CHAPTER XII
TRADITIONS AND HISTORY

Probable origin of the Yaos. The Makalanga. Undi. Migrations of the Angoni. The Tambuka.

The Yaos believe themselves to be descended from the same stock as the Anyanja, Anguru, and Awisa, while they count the Angoni as a different race, and do not profess to know whence they came. These four tribes, therefore, must have kept together till a much later period than that at which the Zulus separated from the main stock of the Bantu. The Yaos imagined the tribes with whom they acknowledged kinship to have started with them from Kapirimtiya, and gone in different directions.

The story of how Mtanga improved the Yao country in the beginning by moulding it into hills and valleys, seems to bear out the opinion that the mountainous region of Unangu was the early home of the race; but how long they lived there, before the raids of the Magwangwara sent them forth on their wanderings, is hard to say. Dr. M’Call Theal says: ‘There is not a single tribe in South Africa to-day that bears the same title, has the same relative power, and occupies the same ground as its ancestors three hundred years ago. The people we call Mashona are indeed descended from the Makalanga of the early Portuguese days, and they preserve their old name and part of their old country; but the contrast ... is striking.’

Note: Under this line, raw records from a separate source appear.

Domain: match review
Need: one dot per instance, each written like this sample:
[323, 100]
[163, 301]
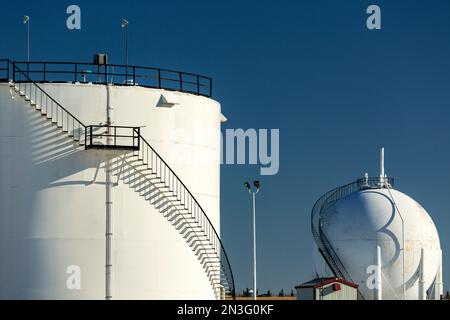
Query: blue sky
[336, 91]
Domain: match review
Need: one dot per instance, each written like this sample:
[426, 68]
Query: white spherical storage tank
[380, 239]
[134, 222]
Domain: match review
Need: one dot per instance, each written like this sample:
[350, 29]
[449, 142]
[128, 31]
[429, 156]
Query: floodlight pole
[254, 193]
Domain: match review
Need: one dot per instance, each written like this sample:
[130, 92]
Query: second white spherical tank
[358, 223]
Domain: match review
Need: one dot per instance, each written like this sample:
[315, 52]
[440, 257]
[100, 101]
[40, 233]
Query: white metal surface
[379, 286]
[358, 223]
[52, 197]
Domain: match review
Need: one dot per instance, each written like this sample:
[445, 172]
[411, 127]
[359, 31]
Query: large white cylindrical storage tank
[377, 216]
[53, 196]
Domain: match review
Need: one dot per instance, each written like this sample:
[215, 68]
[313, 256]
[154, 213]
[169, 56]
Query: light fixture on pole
[254, 192]
[124, 25]
[26, 20]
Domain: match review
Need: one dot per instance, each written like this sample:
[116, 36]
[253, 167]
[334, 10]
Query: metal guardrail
[317, 215]
[80, 72]
[183, 195]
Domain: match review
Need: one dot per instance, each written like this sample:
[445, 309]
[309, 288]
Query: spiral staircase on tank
[318, 217]
[163, 188]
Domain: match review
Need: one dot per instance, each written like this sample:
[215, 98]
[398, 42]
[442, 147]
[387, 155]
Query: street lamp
[26, 20]
[125, 26]
[254, 192]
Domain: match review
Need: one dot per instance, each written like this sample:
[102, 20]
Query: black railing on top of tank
[111, 73]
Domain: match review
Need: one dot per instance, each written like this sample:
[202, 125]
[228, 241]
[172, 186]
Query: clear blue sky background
[336, 90]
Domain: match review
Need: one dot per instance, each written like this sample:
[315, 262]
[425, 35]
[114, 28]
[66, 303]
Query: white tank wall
[358, 223]
[52, 198]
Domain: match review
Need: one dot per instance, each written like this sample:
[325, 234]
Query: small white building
[327, 289]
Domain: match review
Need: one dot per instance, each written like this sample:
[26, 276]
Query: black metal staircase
[167, 192]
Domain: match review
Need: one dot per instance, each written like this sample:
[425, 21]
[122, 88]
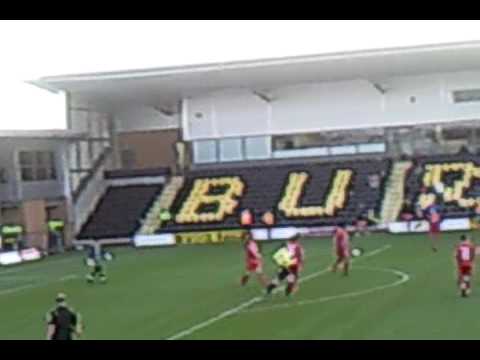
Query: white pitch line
[252, 301]
[403, 279]
[38, 285]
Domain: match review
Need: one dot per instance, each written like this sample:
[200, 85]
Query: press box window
[37, 165]
[465, 96]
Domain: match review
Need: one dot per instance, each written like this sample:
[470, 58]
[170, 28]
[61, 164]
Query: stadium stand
[118, 213]
[265, 186]
[459, 203]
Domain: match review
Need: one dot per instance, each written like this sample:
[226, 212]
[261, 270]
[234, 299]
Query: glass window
[257, 147]
[37, 165]
[231, 150]
[205, 151]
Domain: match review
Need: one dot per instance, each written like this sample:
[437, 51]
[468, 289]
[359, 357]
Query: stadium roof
[42, 134]
[166, 86]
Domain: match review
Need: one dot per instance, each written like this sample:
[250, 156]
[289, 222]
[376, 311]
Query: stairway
[152, 222]
[394, 192]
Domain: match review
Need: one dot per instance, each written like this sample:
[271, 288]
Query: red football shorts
[465, 269]
[342, 254]
[434, 228]
[254, 266]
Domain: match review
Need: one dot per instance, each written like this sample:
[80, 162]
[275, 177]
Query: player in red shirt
[253, 261]
[434, 220]
[298, 255]
[341, 244]
[465, 256]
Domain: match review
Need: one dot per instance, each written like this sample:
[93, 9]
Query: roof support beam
[381, 89]
[267, 98]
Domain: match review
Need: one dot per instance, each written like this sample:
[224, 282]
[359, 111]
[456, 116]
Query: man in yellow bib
[289, 259]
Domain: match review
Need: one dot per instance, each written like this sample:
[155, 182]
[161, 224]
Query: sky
[31, 49]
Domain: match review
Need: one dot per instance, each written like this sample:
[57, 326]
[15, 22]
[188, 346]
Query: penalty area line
[255, 300]
[403, 278]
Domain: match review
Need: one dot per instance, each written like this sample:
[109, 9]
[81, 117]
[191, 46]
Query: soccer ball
[439, 188]
[108, 256]
[357, 252]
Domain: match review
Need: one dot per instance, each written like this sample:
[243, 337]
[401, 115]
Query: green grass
[157, 293]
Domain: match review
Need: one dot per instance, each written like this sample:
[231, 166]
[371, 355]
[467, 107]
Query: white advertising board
[423, 226]
[30, 254]
[154, 240]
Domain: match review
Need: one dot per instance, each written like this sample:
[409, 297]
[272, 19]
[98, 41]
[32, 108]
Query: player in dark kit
[465, 257]
[434, 220]
[63, 323]
[341, 248]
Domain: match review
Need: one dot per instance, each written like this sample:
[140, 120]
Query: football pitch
[398, 289]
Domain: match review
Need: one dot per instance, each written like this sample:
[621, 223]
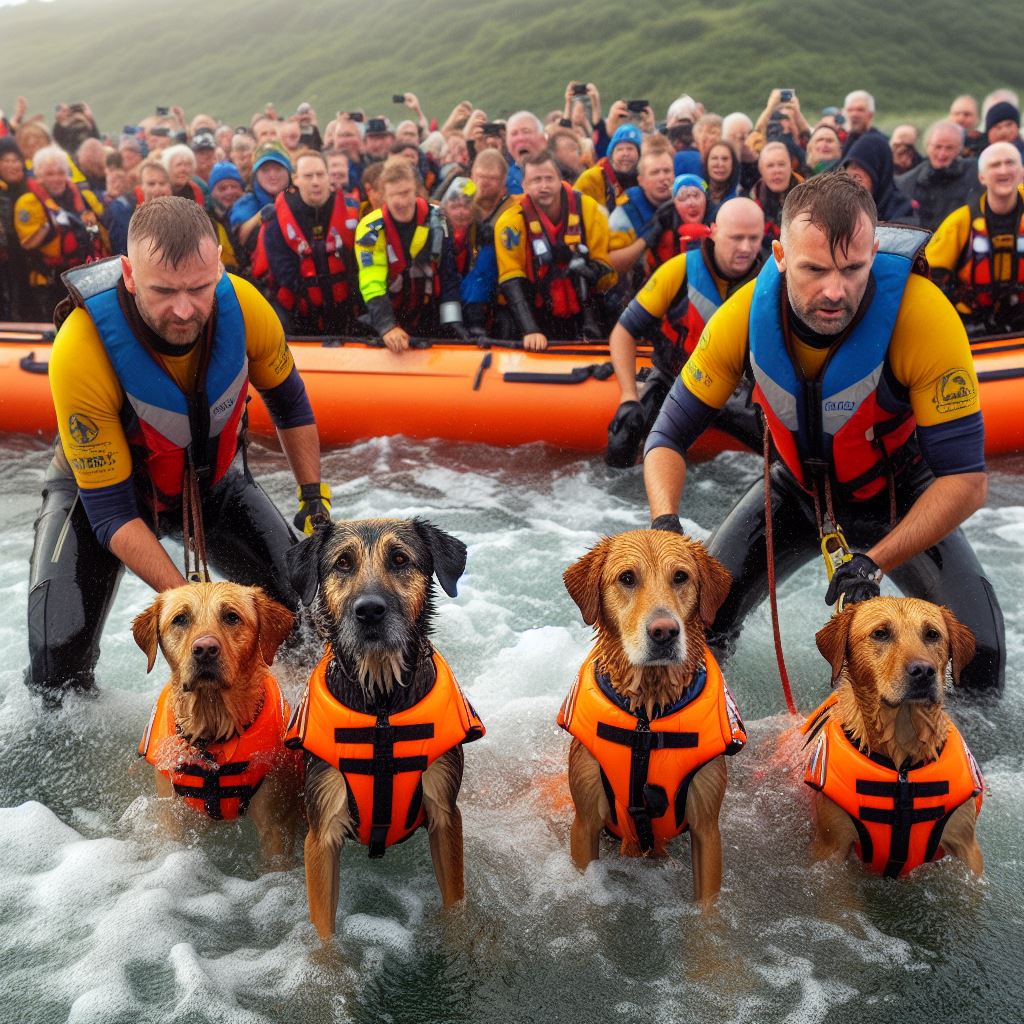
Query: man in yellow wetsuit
[552, 255]
[976, 255]
[148, 376]
[872, 429]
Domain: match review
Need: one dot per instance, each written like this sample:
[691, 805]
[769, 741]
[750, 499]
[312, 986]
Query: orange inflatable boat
[500, 395]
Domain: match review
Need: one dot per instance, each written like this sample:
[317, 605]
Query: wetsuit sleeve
[682, 420]
[510, 244]
[930, 355]
[371, 256]
[716, 366]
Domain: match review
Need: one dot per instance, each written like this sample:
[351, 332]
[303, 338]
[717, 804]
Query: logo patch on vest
[953, 390]
[82, 429]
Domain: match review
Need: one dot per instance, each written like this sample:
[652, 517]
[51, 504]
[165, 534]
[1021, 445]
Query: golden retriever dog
[650, 715]
[894, 779]
[216, 735]
[383, 719]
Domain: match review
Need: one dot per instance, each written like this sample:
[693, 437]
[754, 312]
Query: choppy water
[105, 920]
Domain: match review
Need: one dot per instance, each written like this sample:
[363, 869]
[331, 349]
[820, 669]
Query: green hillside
[231, 56]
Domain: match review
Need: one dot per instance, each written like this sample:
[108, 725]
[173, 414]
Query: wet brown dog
[650, 715]
[883, 745]
[383, 720]
[216, 735]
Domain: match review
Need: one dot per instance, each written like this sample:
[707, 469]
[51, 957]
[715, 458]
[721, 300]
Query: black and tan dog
[216, 734]
[650, 715]
[383, 719]
[895, 780]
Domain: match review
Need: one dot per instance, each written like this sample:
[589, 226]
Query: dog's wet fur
[219, 640]
[649, 595]
[368, 585]
[889, 658]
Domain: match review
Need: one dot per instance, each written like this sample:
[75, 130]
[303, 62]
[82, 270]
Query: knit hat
[1004, 111]
[626, 133]
[222, 170]
[270, 151]
[688, 181]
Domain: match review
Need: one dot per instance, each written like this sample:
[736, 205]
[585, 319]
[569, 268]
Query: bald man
[670, 311]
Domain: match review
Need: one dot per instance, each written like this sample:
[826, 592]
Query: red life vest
[77, 245]
[554, 288]
[413, 281]
[339, 237]
[647, 766]
[383, 757]
[979, 287]
[219, 779]
[899, 814]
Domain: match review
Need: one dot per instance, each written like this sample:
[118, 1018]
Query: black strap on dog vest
[646, 802]
[383, 766]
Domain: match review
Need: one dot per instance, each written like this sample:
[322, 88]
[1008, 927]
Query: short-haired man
[57, 224]
[975, 254]
[148, 376]
[523, 138]
[942, 182]
[154, 180]
[309, 248]
[552, 258]
[408, 275]
[873, 431]
[671, 311]
[615, 171]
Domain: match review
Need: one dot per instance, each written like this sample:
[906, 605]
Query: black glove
[314, 501]
[625, 434]
[669, 522]
[854, 581]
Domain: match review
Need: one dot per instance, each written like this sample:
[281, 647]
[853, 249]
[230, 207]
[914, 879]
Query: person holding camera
[553, 260]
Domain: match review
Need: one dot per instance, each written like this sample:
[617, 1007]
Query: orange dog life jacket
[223, 777]
[645, 762]
[899, 813]
[383, 756]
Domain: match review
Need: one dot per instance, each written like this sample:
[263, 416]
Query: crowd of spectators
[524, 227]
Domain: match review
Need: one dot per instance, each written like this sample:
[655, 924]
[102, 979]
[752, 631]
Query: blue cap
[688, 181]
[626, 133]
[221, 170]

The more one studies the wars and migrations of the Bantu tribes, the more one is reminded of the state of things in our own island between (roughly speaking) 500 and 1000 A.D. We are apt to forget the length of time over which this process extended, and that though the Bantu, so far as we can tell, began it later, there seems no valid reason why it should not, in their case, have a similar termination. However, as we have to do with facts, not speculations, it seems futile to discuss a point which only posterity will have an opportunity of deciding.

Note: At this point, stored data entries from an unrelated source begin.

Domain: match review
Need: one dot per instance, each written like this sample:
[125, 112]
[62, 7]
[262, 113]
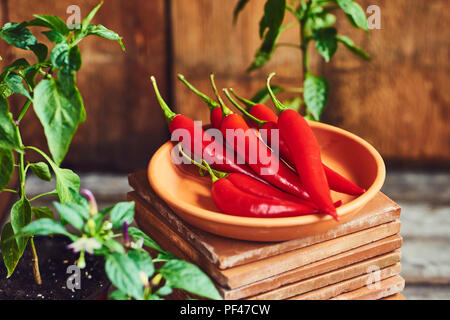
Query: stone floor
[425, 201]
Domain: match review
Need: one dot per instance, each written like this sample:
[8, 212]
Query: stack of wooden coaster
[359, 259]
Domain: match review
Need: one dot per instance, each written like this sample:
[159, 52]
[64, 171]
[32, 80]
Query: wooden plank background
[399, 101]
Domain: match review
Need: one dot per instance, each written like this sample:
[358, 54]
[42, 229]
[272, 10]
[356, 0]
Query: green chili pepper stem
[216, 172]
[247, 102]
[226, 111]
[280, 107]
[211, 173]
[245, 112]
[169, 114]
[210, 102]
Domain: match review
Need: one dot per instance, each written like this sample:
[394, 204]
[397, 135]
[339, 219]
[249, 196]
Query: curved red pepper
[336, 181]
[305, 152]
[231, 200]
[255, 187]
[210, 148]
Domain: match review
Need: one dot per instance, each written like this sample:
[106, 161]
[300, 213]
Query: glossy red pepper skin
[306, 154]
[336, 181]
[233, 201]
[216, 117]
[276, 172]
[255, 187]
[211, 150]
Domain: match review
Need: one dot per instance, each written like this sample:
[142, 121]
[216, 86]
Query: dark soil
[54, 259]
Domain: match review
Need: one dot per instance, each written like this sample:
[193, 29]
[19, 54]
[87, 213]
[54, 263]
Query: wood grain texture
[390, 284]
[226, 253]
[148, 219]
[330, 278]
[399, 101]
[124, 125]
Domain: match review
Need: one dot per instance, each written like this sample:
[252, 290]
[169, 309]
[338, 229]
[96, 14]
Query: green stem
[248, 103]
[169, 114]
[9, 190]
[280, 107]
[210, 102]
[24, 110]
[259, 122]
[226, 111]
[35, 263]
[50, 193]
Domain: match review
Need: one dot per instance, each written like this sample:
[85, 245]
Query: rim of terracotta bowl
[223, 218]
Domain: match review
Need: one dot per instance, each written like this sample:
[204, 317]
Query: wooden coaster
[227, 253]
[386, 288]
[330, 278]
[357, 288]
[261, 269]
[314, 269]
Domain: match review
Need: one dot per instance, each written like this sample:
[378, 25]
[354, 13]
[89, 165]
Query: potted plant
[315, 20]
[129, 267]
[49, 87]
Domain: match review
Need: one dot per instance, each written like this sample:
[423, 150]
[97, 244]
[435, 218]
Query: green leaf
[86, 21]
[263, 95]
[274, 11]
[319, 21]
[103, 32]
[45, 227]
[15, 83]
[18, 35]
[41, 170]
[70, 213]
[9, 250]
[136, 234]
[5, 91]
[123, 211]
[41, 51]
[60, 114]
[294, 103]
[315, 94]
[186, 276]
[66, 181]
[124, 274]
[18, 64]
[8, 133]
[239, 7]
[20, 217]
[6, 167]
[143, 261]
[351, 46]
[42, 212]
[66, 57]
[326, 42]
[118, 295]
[51, 22]
[54, 36]
[354, 13]
[164, 291]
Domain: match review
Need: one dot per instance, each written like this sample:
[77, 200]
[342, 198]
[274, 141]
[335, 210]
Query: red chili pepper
[201, 141]
[305, 152]
[336, 181]
[273, 171]
[230, 199]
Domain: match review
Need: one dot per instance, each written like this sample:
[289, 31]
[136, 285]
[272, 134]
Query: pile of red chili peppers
[253, 176]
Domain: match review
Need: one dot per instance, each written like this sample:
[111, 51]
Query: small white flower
[138, 244]
[85, 244]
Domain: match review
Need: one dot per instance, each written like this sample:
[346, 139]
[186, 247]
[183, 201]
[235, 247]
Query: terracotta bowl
[189, 196]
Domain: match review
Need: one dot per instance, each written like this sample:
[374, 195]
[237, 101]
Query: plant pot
[54, 261]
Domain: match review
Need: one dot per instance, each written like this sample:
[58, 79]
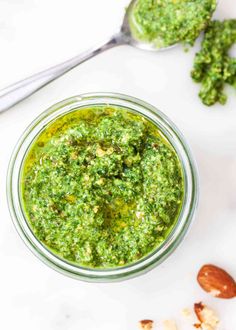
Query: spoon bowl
[20, 90]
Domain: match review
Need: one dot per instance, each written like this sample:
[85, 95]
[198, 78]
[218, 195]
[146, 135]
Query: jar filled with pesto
[102, 187]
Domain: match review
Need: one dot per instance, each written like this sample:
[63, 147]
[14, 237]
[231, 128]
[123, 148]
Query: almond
[146, 324]
[217, 282]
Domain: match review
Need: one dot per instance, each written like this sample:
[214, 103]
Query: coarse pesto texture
[101, 187]
[213, 66]
[166, 22]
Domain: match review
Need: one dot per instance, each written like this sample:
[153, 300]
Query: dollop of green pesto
[213, 66]
[102, 187]
[166, 22]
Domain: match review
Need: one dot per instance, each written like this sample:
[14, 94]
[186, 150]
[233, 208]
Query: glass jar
[151, 260]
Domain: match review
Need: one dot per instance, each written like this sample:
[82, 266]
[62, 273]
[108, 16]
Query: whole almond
[146, 324]
[217, 282]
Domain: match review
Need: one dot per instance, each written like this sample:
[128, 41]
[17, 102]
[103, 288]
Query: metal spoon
[15, 93]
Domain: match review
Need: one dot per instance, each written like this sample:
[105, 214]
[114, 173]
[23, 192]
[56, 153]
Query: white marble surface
[35, 34]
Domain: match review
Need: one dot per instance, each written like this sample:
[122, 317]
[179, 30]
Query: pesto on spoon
[147, 24]
[167, 22]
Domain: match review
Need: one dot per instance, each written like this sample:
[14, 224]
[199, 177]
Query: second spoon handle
[15, 93]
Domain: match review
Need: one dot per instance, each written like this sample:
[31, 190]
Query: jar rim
[175, 138]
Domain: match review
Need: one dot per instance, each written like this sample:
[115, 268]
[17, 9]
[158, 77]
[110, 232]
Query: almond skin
[217, 282]
[146, 324]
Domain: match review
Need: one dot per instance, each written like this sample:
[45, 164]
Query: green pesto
[213, 67]
[166, 22]
[102, 187]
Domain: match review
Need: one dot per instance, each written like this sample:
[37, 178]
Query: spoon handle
[17, 92]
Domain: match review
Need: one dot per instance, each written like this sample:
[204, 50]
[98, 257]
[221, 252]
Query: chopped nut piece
[169, 325]
[146, 324]
[207, 317]
[186, 312]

The Makalanga speak much the same language as the various tribes comprehended under the general name of Anyanja, and may, at one time, have formed a homogeneous body with them. The kingdom of the Makalanga, as described by the Portuguese writers, would almost seem to have been something more than an ordinary African state; but their way of describing everything, so to speak, in terms of Europe, is somewhat misleading. Probably it was not unlike the ‘empire’ of Undi at a later date and fell to pieces much in the same way. These decentralised agricultural tribes either fell victims to internal quarrels, or to aggressive action on the part of some warlike neighbour—or, very possibly, to both together.

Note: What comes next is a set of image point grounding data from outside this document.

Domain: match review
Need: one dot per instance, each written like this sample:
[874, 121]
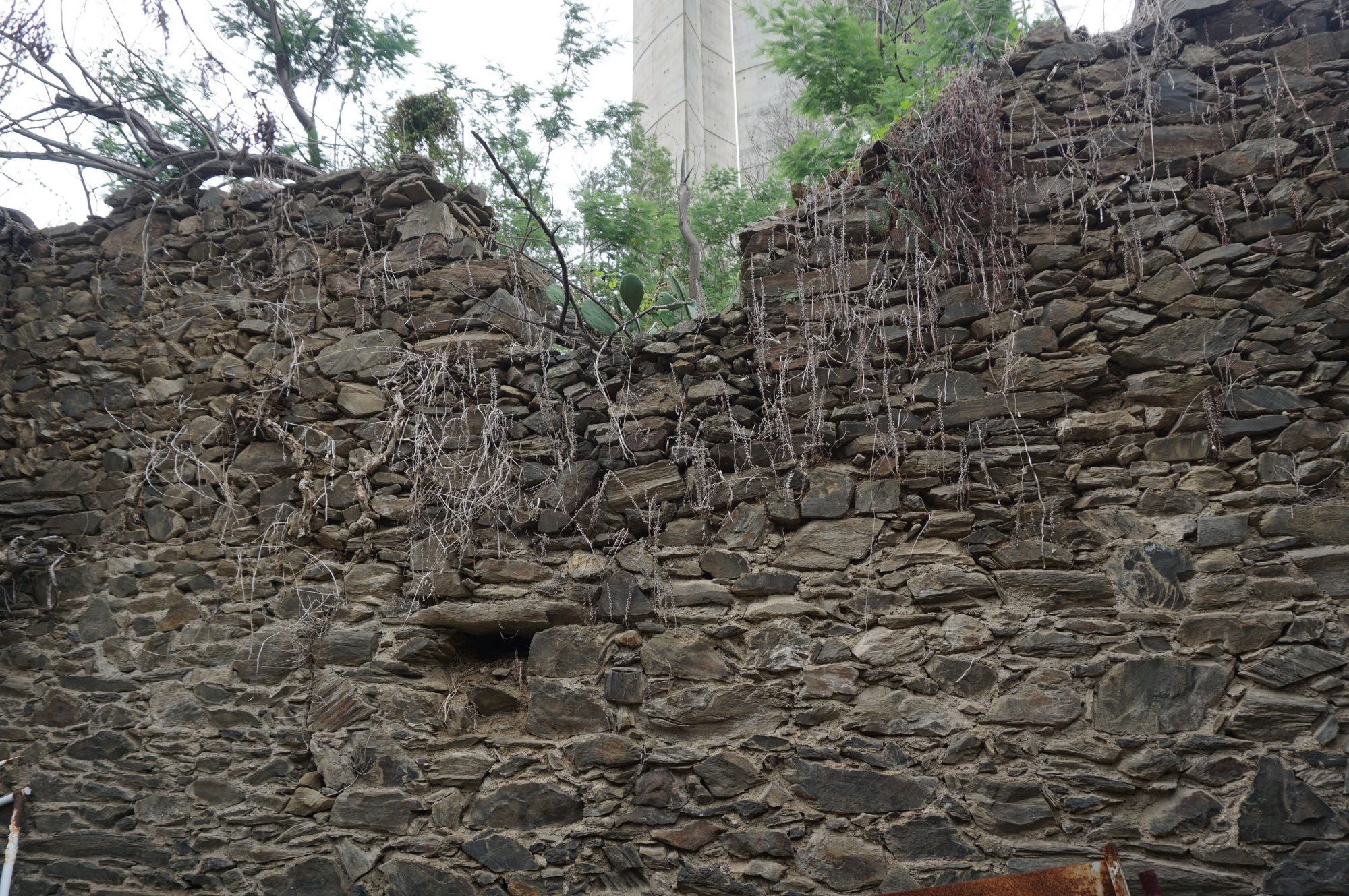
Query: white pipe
[11, 847]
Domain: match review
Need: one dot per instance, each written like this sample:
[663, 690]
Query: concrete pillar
[682, 73]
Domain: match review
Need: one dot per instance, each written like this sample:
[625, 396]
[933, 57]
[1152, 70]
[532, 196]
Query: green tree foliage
[629, 223]
[426, 123]
[310, 48]
[863, 65]
[527, 123]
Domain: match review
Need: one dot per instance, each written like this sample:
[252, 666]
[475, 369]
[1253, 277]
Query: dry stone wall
[992, 525]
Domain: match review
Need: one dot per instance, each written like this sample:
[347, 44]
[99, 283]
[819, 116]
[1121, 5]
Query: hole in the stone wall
[492, 649]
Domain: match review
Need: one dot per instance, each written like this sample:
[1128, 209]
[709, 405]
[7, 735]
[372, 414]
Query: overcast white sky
[470, 34]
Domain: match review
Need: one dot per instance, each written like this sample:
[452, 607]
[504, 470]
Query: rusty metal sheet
[1089, 878]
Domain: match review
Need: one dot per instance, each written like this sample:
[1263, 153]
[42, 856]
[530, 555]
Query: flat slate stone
[524, 806]
[841, 789]
[1282, 808]
[1284, 665]
[1313, 869]
[500, 853]
[1158, 695]
[1274, 715]
[1151, 575]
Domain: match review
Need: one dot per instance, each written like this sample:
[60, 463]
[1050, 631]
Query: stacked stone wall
[915, 566]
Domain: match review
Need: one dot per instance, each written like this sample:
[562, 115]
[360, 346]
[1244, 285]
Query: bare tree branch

It is not known when the Zulus moved southward into the territory they now occupy, and where they must have been settled for some generations before the beginning of the nineteenth century, as the graves of at least four kings (some say eight), of earlier date than that epoch, are still to be seen at Mahlabatini, in the valley of the White Umfolozi. In 1687 they, and tribes allied to them, seem to have been in peaceful occupation of Natal and Zululand, living so close together that migration on a large scale was impossible. Yet, about the same time, the Amaxosa, or ‘Cape Kafirs,’ who are very closely related to them, seem to have been pressing on to the south; and they reached the Great Fish River soon after the beginning of the eighteenth century. However this may be, the Zulu king Senzagakona had, about 1800, risen to a position of some importance, though still subject to Dingiswayo, chief of the Umtetwas in Natal. His son, Tshaka, succeeded in 1810, and, after Dingiswayo’s death, assumed a paramount position, his career resembling that of Napoleon, or rather (since he may be said to have consolidated, if not erected, a nation), Theodoric or Charlemagne. But what chiefly concerns us here is the northward migration of the Zulus which took place in his time. Umziligazi, one of his captains, quarrelled with him and fled, taking his clan with him. These are the people now known as the Matabele, having settled in the early thirties between the Limpopo and Zambezi.

Another chief, Manukosi, seceded about 1819, and invaded the country about Delagoa Bay, gradually subduing the Tonga tribes. This branch of the Zulus is called Gaza; their last king, Gungunyana (Manukosi’s grandson), was deposed by the Portuguese in 1896.